Ocorre que, nos casos de homicídio sem o encontro do cadáver e sem testemunha, a prova pericial ocupa lugar de destaque. A tecnologia científica da prova brasileira, de padrão semelhante à desenvolvida pelos países mais avançados, invadiu o trabalho pericial e oferece laudos minuciosos, da mais alta credibilidade, com um embasamento científico suficiente para comprovar a contento a materialidade de um crime. O perito invade o universo microscópico com equipamentos eletrônicos de última geração e retorna com o relato seguro a respeito do fato perquirido. Basta ver o resultado do julgamento dos Nardoni, que possibilitou a condenação sem o suporte testemunhal.

Agora, no caso do goleiro Bruno, volta à cena o crime de homicídio sem a correspondente materialidade. Com relação à suposta vítima há um silêncio sepulcral, sem qualquer notícia a respeito de seu paradeiro. Um dos advogados chegou até a arrolá-la como testemunha de defesa, mas, de acordo com a certidão do oficial, não foi encontrada nos endereços indicados. O Código de Processo Penal diz que para se encaminhar o julgamento para o Tribunal do Júri com relação à autoria basta a presença de elementos indicativos da prática do ilícito, porém, com relação à materialidade, exige prova inconcussa, certa e induvidosa.
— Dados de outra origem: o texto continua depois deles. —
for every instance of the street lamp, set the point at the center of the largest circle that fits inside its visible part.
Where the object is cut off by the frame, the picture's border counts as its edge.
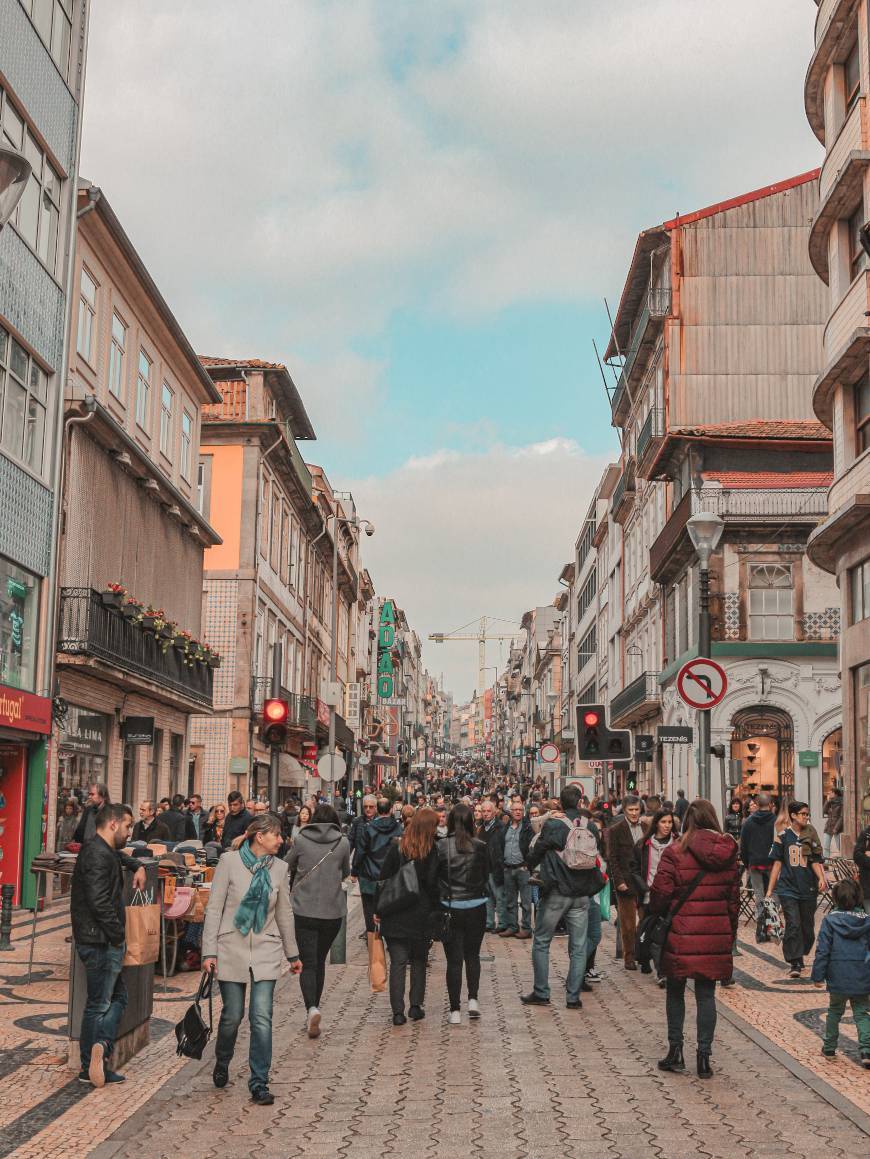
(14, 175)
(704, 529)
Cabe agora aos jurados decidir a respeito de tema tão tormentoso, já que o goleiro Bruno e demais réus elegeram a ausência de materialidade como tese principal da defesa. O jurado, diferentemente do juiz monocrático, julga de acordo com sua consciência e os ditames da justiça, muitas vezes passando por cima de provas que, apesar de evidentes, não os convenceu.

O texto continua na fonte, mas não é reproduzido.